Only in America......can a pizza get to your house faster than an ambulance.

Only in America......are there handicap parking places in front of a skating rink.

Only in America......do drugstores make the sick walk all the way to the back of the store to get their prescriptions while healthy people can buy cigarettes at the front.

Only in America......do people order double cheese burgers, large fries, and a diet Coke.

Only in America......do banks leave both doors to the vault open and then chain the pens to the counters.

Only in America......do we leave cars worth thousands of dollars in the driveway and put our useless junk in the garage.

Only in America......do we use answering machines to screen calls and then have call waiting so we won't miss a call from someone we didn't want to talk to in the first place.

Only in America......do we buy hot dogs in packages of ten and buns in packages of eight. *1*

Only in America......do we use the word 'politics' to describe the process so well: Poli' in Latin meaning 'many' and 'tics' meaning 'bloodsucking creatures'.

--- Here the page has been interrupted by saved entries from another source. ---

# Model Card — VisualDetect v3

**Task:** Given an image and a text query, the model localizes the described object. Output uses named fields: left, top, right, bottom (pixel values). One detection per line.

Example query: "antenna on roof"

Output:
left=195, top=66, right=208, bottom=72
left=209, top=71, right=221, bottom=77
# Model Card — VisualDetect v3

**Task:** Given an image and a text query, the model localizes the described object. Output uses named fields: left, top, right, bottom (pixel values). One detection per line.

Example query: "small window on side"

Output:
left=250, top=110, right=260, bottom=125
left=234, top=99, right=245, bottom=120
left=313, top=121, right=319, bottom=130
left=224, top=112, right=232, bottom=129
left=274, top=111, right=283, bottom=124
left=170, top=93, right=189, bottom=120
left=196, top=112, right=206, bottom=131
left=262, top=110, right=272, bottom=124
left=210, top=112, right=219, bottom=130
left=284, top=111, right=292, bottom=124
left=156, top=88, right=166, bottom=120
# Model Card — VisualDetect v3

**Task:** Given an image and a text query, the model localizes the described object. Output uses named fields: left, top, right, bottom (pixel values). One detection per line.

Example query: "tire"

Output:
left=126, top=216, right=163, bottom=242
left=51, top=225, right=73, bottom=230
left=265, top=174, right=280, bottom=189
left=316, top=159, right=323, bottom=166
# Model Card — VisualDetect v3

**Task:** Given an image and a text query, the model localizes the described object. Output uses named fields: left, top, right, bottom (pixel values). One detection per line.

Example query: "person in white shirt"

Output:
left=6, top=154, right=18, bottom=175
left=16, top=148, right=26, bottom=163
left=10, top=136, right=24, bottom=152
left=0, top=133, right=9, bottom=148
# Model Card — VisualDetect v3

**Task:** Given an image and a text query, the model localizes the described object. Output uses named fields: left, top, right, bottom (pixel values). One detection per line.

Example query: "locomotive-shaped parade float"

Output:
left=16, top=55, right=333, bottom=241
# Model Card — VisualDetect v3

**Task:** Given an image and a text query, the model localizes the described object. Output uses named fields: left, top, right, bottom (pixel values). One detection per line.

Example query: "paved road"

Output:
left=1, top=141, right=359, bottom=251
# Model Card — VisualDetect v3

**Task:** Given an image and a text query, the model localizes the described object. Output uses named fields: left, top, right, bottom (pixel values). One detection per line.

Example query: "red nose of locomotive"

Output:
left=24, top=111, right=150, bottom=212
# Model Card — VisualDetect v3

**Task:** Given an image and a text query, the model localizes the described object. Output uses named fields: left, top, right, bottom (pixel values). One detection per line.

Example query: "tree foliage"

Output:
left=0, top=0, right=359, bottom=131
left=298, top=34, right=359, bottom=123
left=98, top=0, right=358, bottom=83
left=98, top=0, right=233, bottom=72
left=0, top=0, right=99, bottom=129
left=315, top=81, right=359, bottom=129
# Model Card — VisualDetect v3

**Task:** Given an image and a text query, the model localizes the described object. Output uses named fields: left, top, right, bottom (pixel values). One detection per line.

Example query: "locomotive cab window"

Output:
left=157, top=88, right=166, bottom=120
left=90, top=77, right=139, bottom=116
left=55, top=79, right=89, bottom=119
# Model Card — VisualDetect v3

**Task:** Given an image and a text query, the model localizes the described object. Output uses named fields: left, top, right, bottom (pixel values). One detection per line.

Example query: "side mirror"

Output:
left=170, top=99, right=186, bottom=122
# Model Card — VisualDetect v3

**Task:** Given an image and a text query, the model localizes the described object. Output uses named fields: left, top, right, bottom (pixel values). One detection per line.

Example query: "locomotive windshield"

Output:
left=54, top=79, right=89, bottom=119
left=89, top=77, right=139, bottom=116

Only in America......do they have drive-up ATM machines with Braille lettering.


----------



## David Baxter PhD (Jul 3, 2009)

*1* This one does make sense for weenie roasts, though, because no matter how hard you work to convince yourself otherwise, you know you are going to drop a couple into the fire.


----------



## ladylore (Jul 3, 2009)

> Only in America......do they have drive-up ATM machines with Braille lettering.


:rofl: and 



> Only in America......do banks leave both doors to the vault open and then chain the pens to the counters.
> 
> Only in America......do we use the word 'politics' to describe the process so well: Poli' in Latin meaning 'many' and 'tics' meaning 'bloodsucking creatures'.



My other favorites


----------